Layla Zoe – The Lily.
Cable Car Records 2013.
11 tracks; 65 minutes.
This is Canadian singer/songwriter Layla Zoe’s seventh album and her second in collaboration with German guitarist Henrik Freischlader who plays a very significant part in this project as he plays guitar, bass and drums, adds backing vocals, wrote all the music for the original songs and produced the album. Apart from Layla’s vocals the only other person involved is organist Moritz Fuhrhop who is another member of Henrik’s band. The album was recorded in Germany and is issued on Henrik’s Cable Car Records label.
Nine of the songs here are Zoe/Freischlader compositions, the album being bookended by the two covers which may represent differing elements of Layla’s DNA. The opener is an acapella version of “Glory, Glory, Hallelujah”, a traditional gospel tune which one suspects is part of Layla’s early upbringing. The album closes with what may constitute another form of worship in Canada – a Neil Young cover! “Hey, Hey, My, My” is done well but suffers from almost two minutes of guitar feedback at the end – possibly in keeping with Neil’s live style but not the best way to close an album which is arguably more about the songs than anything else.
Layla has a strong voice which she uses to good effect on several of the songs here. She has a tendency to force her voice which can result in some strident passages, the worst example being on “Father” – a shame as this deeply personal slow blues has moving lyrics. Henrik can also suffer from overplaying and does so on “Father”, making the track fairly unpalatable. In contrast the equally long title track is beautifully played and sung and a fine example of how well Layla can use her voice in service to the song. “In Her Mother’s House” is a highlight with acoustic guitars and organ underpinning Layla’s voice which is well controlled.
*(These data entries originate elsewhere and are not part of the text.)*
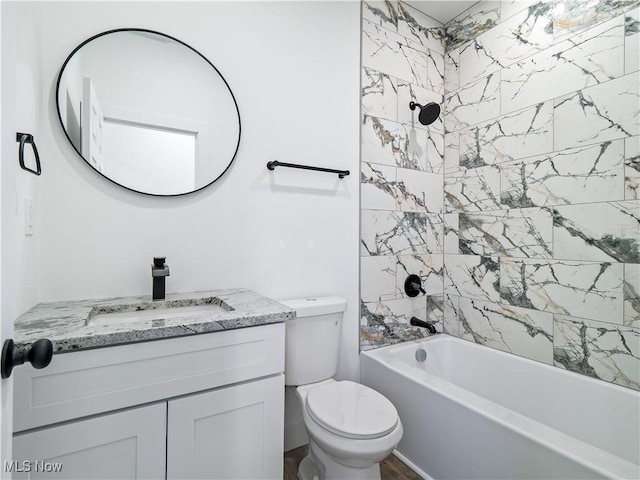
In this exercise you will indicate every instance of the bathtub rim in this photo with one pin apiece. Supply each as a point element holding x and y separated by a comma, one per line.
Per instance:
<point>599,460</point>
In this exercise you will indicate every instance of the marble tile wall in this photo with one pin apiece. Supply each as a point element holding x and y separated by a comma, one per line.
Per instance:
<point>541,208</point>
<point>520,207</point>
<point>402,165</point>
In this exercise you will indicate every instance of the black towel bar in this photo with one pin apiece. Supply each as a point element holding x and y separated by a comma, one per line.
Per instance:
<point>273,164</point>
<point>25,138</point>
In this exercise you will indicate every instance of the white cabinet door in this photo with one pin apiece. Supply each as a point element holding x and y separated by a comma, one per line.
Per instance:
<point>125,445</point>
<point>231,433</point>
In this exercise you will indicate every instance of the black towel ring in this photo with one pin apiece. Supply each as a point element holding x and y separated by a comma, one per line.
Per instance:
<point>24,138</point>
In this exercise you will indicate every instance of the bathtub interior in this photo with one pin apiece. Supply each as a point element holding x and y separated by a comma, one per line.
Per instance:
<point>603,415</point>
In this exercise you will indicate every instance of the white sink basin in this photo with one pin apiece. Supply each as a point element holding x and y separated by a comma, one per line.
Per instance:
<point>102,317</point>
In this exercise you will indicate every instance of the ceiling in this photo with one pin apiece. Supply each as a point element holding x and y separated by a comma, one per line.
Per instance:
<point>441,10</point>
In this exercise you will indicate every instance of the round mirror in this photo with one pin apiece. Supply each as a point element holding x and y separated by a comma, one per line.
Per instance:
<point>148,112</point>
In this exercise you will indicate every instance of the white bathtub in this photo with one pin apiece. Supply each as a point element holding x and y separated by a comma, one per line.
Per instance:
<point>473,412</point>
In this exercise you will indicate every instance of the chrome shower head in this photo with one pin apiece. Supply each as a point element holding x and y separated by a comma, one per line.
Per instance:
<point>428,113</point>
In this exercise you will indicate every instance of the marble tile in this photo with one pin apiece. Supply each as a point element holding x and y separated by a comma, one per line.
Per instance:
<point>583,289</point>
<point>396,233</point>
<point>428,267</point>
<point>471,23</point>
<point>632,168</point>
<point>378,278</point>
<point>472,276</point>
<point>393,54</point>
<point>520,36</point>
<point>607,231</point>
<point>379,96</point>
<point>393,311</point>
<point>387,323</point>
<point>571,17</point>
<point>476,102</point>
<point>451,323</point>
<point>378,189</point>
<point>472,190</point>
<point>451,228</point>
<point>419,191</point>
<point>600,350</point>
<point>564,68</point>
<point>509,137</point>
<point>603,112</point>
<point>420,28</point>
<point>632,295</point>
<point>451,70</point>
<point>435,74</point>
<point>451,152</point>
<point>391,143</point>
<point>509,8</point>
<point>408,92</point>
<point>525,232</point>
<point>382,13</point>
<point>524,332</point>
<point>632,41</point>
<point>435,150</point>
<point>586,174</point>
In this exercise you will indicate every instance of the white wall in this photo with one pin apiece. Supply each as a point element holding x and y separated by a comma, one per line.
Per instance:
<point>21,101</point>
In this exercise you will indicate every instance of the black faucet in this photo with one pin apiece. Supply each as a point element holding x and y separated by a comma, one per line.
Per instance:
<point>159,270</point>
<point>413,286</point>
<point>430,326</point>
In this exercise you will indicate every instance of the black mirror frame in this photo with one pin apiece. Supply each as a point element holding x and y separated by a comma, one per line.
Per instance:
<point>108,32</point>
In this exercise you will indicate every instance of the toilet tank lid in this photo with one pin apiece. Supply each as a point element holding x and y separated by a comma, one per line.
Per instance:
<point>307,307</point>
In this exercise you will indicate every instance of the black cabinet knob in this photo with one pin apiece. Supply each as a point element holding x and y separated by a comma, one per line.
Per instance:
<point>38,353</point>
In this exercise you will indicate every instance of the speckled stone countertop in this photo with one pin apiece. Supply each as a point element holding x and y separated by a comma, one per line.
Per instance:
<point>68,324</point>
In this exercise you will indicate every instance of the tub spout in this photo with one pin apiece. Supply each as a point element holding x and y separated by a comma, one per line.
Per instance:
<point>430,326</point>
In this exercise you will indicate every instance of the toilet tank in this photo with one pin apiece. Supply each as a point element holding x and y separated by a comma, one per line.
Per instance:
<point>312,339</point>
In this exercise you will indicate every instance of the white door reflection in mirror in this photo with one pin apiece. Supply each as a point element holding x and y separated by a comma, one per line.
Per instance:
<point>167,92</point>
<point>91,126</point>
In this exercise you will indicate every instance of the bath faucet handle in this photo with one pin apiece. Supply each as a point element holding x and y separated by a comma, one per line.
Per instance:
<point>430,326</point>
<point>159,268</point>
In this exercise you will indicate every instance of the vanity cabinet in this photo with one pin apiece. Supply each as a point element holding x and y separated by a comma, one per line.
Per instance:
<point>129,444</point>
<point>203,406</point>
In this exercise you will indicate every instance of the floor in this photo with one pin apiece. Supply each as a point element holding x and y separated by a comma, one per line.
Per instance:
<point>390,468</point>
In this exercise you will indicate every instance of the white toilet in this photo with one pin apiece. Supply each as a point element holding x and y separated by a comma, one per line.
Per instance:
<point>351,427</point>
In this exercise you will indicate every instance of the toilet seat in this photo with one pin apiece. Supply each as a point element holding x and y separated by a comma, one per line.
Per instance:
<point>351,410</point>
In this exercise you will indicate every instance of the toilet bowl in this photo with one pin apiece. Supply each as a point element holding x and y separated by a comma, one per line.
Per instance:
<point>351,427</point>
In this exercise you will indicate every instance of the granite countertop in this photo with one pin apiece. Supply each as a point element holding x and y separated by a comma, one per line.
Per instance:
<point>66,323</point>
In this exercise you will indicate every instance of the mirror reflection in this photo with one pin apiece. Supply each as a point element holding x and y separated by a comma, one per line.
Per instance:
<point>148,112</point>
Henrik’s electric guitar flourishes enhance the song well and the overall result is a very attractive listen. “Gemini Heart” is one of the gentler songs here and both Layla’s world weary voice and Henrik’s subtle guitar playing work superbly.
Layla clearly grew up with plenty of rock and blues influences, as can be heard on “Green Eyed Lover” where she namechecks Peter Green (as she also does on “I Choose You”) and Gregg Allman as well as the lyrics from Lowell George’s “Willin’” (“Weed, whites, whiskey and wine”). The music here is more dramatic as Layla tells of the jealousy that can consume a relationship. Another strong track is the angry “They Lie” in which Layla rails against a society that is controlled by ruthless liars. Her voice delivers the chilling words with passion: “And they lie to you and to your children too. Soon they will own everything, and there’ll be no world to come home too”.
The upbeat rocker “Never Met A Man Like You” finds Layla bowled over by her new man: “I would crawl through the desert, baby on my hands and knees, just to feel the water of the Babylon sea”. It is a strong song lyrically but the histrionic guitar solo detracts from the overall effect. The tendency to excess is apparent on tracks like the chugging rocker “Why Are You So Afraid?” and “I Choose You” on which Henrik’s power chords introduce a song about redemption from an earlier life where things maybe did not go so well.
This is an interesting album with some very strong and personal songs. Layla clearly has a strong voice but it would be good to hear her recorded with a producer who reigns her in a little more vocally.